Martin Wormuth tells a story that, for him, is an unforgettable snapshot.

It was a July day in 1963 when Wormuth, then a math and physical education
teacher at San Francisco's
Stuart Hall for Boys, was driving along Auzerais Avenue when he spotted a
''Help Wanted'' sign at the
Del Monte plant. It was summer vacation, and he wanted to supplement his
modest teacher's pay. This
was a San Jose tradition.

He got a job and came back every summer. Eventually, he would quit teaching
and work full time at the
plant. His wife joined him, working there for 25 years in the bookkeeping
department, a daughter put
herself through San Jose State by working there, and two sons worked there.
One still does and will sell
his home and move to Modesto to continue working for the company there.

''Del Monte has always been family-oriented,'' he said.

Those same words are echoed by Jesus Carrasco, who is 81 and from Durango,
Mexico. He still works
part time at the plant, as has his wife and nine daughters. And there are
the Serio sisters, twins Angela
and Rose and another sister, Marie. They have 28 years each at the plant,
all done without learning to
drive a car. A co-worker on the same shift -- who is also a neighbor --
brings them and takes them home.

People, like crops of fruit, return summer after summer. The median age at
the plant is 50, and 75 percent
of the workforce is female.

Wormuth recalls that before he left the plant to report for active duty in
the Air Force and to be sent to
Vietnam for 19 months, a supervisor called him in.

''He told me that if a washing machine broke or a water heater needed
fixing at home while I was away,
that my wife shouldn't call a repairman, she should call the plant and they
would send someone over the
fix whatever it was,'' he said.

''You don't forget things like that. To me, this is how a company gets
devoted employees. These
electronics companies today? It's straight-out business with them.''

Knowing that this year is the final harvest for the plant has caused a few
tears among the workers, many
of whom say they look forward to each new season like a reunion.

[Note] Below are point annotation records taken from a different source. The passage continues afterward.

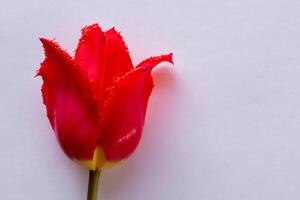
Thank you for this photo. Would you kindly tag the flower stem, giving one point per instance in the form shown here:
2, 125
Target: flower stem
93, 184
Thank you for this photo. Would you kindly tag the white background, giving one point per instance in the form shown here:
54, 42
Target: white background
222, 124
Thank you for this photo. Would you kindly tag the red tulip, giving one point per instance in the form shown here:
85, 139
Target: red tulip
96, 101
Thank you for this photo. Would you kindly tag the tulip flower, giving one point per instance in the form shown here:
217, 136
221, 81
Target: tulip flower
96, 101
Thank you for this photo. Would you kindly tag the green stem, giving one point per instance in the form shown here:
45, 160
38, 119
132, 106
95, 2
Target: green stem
93, 184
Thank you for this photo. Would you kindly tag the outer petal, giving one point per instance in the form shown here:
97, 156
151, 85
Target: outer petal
104, 56
70, 105
125, 109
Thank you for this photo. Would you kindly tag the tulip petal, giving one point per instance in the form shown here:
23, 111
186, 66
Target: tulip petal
70, 105
124, 112
104, 56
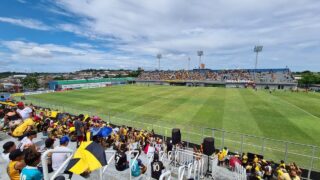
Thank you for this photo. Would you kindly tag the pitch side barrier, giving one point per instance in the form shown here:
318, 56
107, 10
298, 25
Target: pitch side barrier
304, 155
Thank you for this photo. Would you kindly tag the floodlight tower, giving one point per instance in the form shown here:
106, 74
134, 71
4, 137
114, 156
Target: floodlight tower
256, 49
159, 56
200, 53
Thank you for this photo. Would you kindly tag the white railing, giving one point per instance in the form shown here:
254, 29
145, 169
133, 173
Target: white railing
214, 167
240, 172
134, 159
181, 172
165, 174
190, 168
45, 163
102, 171
191, 160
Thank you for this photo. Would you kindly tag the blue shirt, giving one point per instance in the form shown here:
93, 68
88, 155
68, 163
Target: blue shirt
30, 173
135, 167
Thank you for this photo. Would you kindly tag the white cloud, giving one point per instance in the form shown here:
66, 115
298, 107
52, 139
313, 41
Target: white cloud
53, 57
28, 23
22, 1
225, 30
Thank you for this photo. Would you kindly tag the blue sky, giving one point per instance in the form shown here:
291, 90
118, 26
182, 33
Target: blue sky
68, 35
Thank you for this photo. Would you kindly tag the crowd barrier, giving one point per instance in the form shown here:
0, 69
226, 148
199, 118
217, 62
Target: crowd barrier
306, 156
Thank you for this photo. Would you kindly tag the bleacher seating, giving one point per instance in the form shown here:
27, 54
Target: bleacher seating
236, 75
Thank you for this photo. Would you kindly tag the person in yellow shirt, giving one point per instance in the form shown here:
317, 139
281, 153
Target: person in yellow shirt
220, 158
282, 164
16, 164
26, 126
244, 159
255, 159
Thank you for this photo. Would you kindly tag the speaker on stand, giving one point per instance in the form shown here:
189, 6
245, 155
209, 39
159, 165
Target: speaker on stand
208, 149
176, 139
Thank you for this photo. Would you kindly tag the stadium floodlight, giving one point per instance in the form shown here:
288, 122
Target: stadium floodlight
256, 49
159, 56
200, 53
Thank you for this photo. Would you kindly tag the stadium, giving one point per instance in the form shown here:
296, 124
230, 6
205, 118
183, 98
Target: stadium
159, 90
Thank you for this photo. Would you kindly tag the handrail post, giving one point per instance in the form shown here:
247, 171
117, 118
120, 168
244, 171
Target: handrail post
242, 140
312, 161
222, 140
212, 133
180, 172
165, 174
134, 159
262, 147
286, 152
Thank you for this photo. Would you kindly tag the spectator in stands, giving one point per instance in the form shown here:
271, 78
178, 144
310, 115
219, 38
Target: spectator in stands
59, 158
220, 158
27, 141
25, 127
12, 118
31, 172
8, 147
79, 126
244, 159
282, 164
16, 164
156, 167
120, 158
48, 145
267, 171
137, 167
234, 160
25, 112
283, 174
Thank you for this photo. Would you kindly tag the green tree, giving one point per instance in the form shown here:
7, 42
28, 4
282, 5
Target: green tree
30, 82
309, 78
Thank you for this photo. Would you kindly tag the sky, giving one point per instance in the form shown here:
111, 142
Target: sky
69, 35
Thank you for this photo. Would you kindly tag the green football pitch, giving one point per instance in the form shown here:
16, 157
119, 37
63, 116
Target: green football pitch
281, 115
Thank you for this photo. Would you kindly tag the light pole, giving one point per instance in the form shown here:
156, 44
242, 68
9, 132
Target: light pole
256, 49
159, 56
200, 53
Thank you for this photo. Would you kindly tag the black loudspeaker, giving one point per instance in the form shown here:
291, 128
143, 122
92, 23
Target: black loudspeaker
176, 136
251, 156
208, 146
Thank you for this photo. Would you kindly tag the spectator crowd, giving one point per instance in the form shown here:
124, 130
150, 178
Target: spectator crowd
23, 158
237, 75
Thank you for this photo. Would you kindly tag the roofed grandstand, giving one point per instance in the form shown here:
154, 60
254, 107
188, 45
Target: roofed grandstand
236, 75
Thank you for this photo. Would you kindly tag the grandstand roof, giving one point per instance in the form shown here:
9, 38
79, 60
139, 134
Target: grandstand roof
84, 81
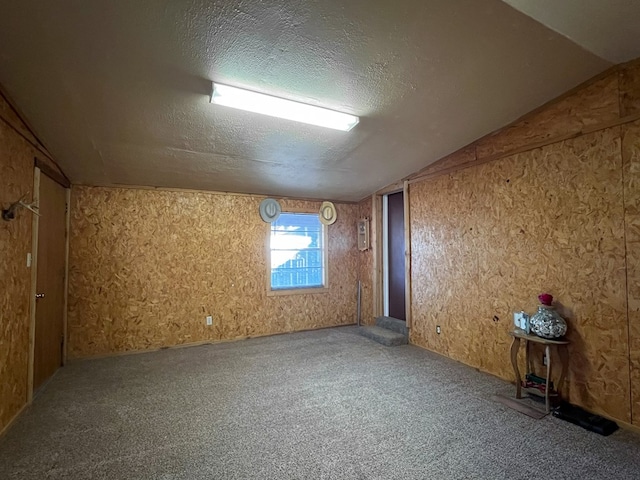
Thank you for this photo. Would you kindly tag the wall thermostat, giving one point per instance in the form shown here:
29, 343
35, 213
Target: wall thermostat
363, 234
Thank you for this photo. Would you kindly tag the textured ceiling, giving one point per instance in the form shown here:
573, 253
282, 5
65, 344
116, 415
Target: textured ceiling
118, 91
610, 29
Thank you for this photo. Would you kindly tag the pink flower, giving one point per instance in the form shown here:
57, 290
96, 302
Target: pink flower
545, 298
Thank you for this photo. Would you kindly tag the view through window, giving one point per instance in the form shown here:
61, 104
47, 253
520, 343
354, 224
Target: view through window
297, 252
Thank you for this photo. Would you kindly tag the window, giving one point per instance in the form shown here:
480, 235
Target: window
297, 248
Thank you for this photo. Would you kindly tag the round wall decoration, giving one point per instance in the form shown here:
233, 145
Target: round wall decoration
270, 210
328, 213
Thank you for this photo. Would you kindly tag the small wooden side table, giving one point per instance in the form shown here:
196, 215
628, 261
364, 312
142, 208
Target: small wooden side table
560, 347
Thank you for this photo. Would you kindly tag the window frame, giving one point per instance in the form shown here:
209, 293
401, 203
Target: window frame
325, 260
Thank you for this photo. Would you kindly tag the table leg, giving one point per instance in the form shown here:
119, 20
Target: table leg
515, 346
563, 353
547, 352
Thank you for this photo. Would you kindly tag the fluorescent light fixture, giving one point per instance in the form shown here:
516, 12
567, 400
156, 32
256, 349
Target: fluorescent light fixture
281, 108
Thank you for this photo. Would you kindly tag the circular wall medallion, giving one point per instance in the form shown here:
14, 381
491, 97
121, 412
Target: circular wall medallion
270, 210
328, 213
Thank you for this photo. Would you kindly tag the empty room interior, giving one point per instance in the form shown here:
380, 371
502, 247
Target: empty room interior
320, 239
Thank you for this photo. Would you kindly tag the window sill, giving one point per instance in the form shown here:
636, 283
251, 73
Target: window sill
296, 291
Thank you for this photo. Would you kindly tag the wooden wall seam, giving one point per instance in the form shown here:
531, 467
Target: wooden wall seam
526, 148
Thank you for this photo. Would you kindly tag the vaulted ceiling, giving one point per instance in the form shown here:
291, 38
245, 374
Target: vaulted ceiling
119, 91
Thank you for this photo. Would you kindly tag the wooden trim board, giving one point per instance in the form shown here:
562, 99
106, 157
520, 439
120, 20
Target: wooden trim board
34, 278
407, 254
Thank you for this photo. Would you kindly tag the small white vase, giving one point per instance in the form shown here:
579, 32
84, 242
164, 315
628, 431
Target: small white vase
547, 323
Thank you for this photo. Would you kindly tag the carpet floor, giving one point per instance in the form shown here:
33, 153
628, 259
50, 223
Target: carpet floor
327, 404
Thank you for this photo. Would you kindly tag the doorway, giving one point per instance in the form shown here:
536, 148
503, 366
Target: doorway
393, 243
50, 278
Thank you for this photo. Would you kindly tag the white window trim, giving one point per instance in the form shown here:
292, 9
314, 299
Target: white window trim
325, 262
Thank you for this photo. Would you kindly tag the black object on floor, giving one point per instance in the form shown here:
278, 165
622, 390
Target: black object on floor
587, 420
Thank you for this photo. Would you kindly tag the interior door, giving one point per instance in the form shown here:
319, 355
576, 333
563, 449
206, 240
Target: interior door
47, 357
395, 256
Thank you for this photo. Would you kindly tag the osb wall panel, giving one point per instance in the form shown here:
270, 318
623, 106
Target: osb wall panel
146, 267
488, 239
593, 105
365, 267
630, 89
631, 159
16, 179
443, 281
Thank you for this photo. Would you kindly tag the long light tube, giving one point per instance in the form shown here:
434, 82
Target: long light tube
281, 108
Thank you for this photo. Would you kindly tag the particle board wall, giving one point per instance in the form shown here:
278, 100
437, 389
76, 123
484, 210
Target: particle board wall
631, 159
16, 179
559, 214
147, 266
365, 265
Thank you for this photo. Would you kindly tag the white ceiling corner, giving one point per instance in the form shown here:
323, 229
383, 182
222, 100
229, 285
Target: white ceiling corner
119, 91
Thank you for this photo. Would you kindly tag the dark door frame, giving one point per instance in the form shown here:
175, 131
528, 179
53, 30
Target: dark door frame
377, 245
34, 276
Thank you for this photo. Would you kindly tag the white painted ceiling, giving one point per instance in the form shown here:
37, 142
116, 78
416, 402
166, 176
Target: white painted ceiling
118, 91
608, 28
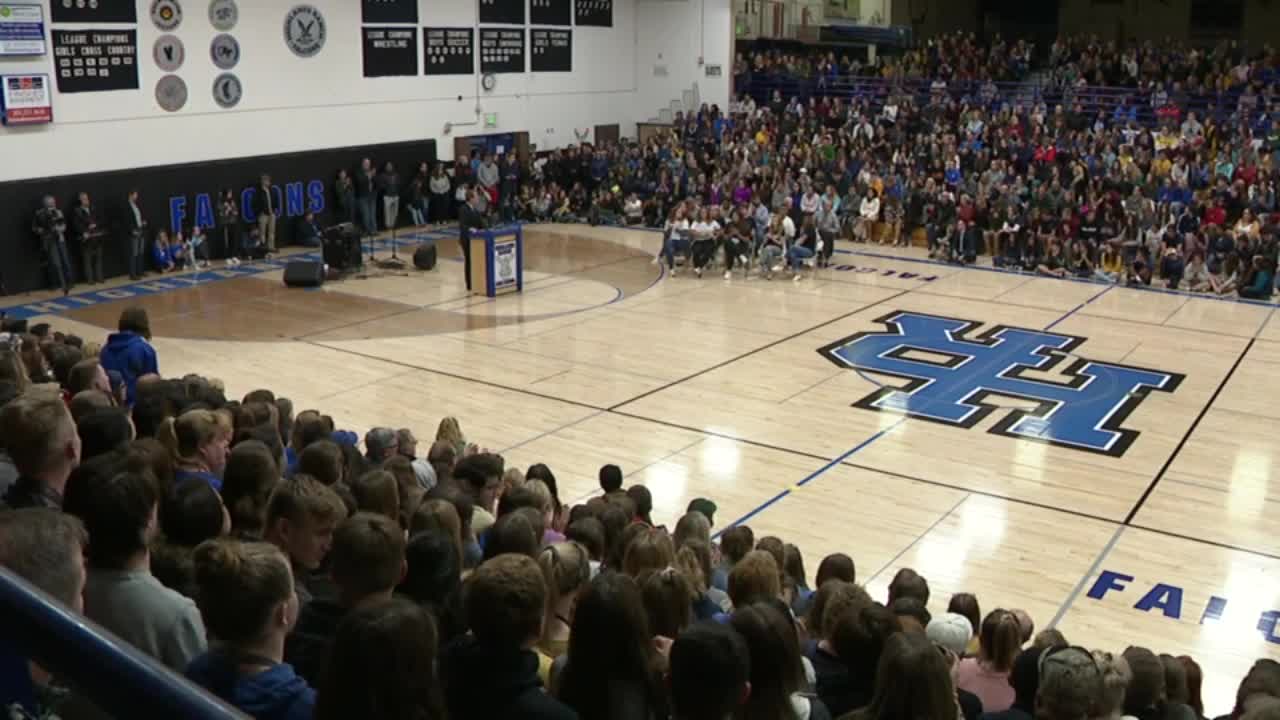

One of
those is Sofia Curiel, who
wrote a poem to mark the occasion.

The title is ''Adios Compania Del Monte'' and it concludes with this:

''Gracias a mis companeras, (Thanks to my female colleagues)

Gracias a mis companeros, (Thanks to my male colleagues)

Gracias a mis mayordomos, (Thanks to my bosses)

Que yo a uno que otro los quiero.'' (I love each and every one.)

The poem is circulating throughout the plant, from the loading dock where
the fruit arrives to the
warehouse where millions of empty cans await their fill.

Such a relationship has not escaped management.

David Withycombe, Del Monte's vice president for Western Operations, said
the company had agonized
for more than a decade over whether to relocate the San Jose operations to
the Central Valley.

''Delaying that decision as long as we did,'' said Withycombe, ''is
directly linked to the outstanding
workforce and exemplary community support which we have enjoyed for over 80
years.

''Leaving San Jose is difficult for all involved,'' he said.